The lockdown and its economic devastation have prompted a rush for pledging gold jewellery to banks. In this country, gold has traditionally been recognised for its investment value besides the ornamental appeal and the common man has made full use of it in this hour of terrible crisis.
According to Reserve Bank of India data, loans given out by the banks against gold jewellery rose by a whopping 81.6% in FY21 over FY20. While loans against this collateral stood at Rs 33,303 crore in March 2020, they jumped to Rs 60,464 crore in March 2021.
On August 6, 2020, recognising the plight of the common man, RBI, very wisely, raised the loan to value ratio from 75% to 90%. Stripped of the jargon, it meant, while earlier a person could get a maximum of 75% of the value of the metal pledged as loan, henceforth he would get a maximum loan of 90% of the value.

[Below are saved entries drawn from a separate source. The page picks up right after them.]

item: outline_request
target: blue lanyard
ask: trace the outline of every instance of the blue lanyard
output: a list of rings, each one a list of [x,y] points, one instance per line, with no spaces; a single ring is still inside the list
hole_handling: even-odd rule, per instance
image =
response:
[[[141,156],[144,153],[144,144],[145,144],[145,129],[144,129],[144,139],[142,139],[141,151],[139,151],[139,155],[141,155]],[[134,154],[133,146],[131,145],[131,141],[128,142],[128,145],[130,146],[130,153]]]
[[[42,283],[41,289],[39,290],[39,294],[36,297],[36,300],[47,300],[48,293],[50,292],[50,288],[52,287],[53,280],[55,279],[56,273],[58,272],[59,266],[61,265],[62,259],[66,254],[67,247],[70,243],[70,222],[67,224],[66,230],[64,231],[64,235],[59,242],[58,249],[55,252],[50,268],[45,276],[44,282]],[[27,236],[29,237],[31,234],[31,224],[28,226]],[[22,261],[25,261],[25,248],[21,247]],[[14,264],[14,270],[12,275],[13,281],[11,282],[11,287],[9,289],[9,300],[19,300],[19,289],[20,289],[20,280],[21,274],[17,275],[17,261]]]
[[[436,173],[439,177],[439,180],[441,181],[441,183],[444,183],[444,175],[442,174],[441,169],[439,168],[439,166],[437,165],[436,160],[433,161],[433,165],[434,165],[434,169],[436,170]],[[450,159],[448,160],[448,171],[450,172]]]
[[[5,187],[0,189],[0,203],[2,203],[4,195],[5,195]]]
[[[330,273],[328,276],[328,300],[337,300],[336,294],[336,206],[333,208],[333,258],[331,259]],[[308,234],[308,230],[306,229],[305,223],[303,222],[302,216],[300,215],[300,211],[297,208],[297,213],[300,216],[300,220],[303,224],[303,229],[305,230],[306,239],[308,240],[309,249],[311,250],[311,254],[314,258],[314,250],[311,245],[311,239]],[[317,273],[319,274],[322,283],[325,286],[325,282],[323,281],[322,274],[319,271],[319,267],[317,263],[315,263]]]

This unlocking of the value of gold prompted more people to rush to the bank with their ornaments. But after March 31, 2021, the cap has gone back to 75%.
While the RBI step was welcome, the second wave and the rise of the cost of treatment and the need for keeping an emergency fund for medical exigencies make it necessary for this facility to be extended at least by another quarter or two till the economy revives and people get back work.
Bankers might balk at the idea, fearing how to cover their risks in case the price of the metal falls and customers default on payments. But as the second COVID wave lingers on and policy response avenues gradually get exhausted, extraordinary steps have to be taken to tackle this extraordinary crisis. Moreover, the price of gold is steadily on the rise.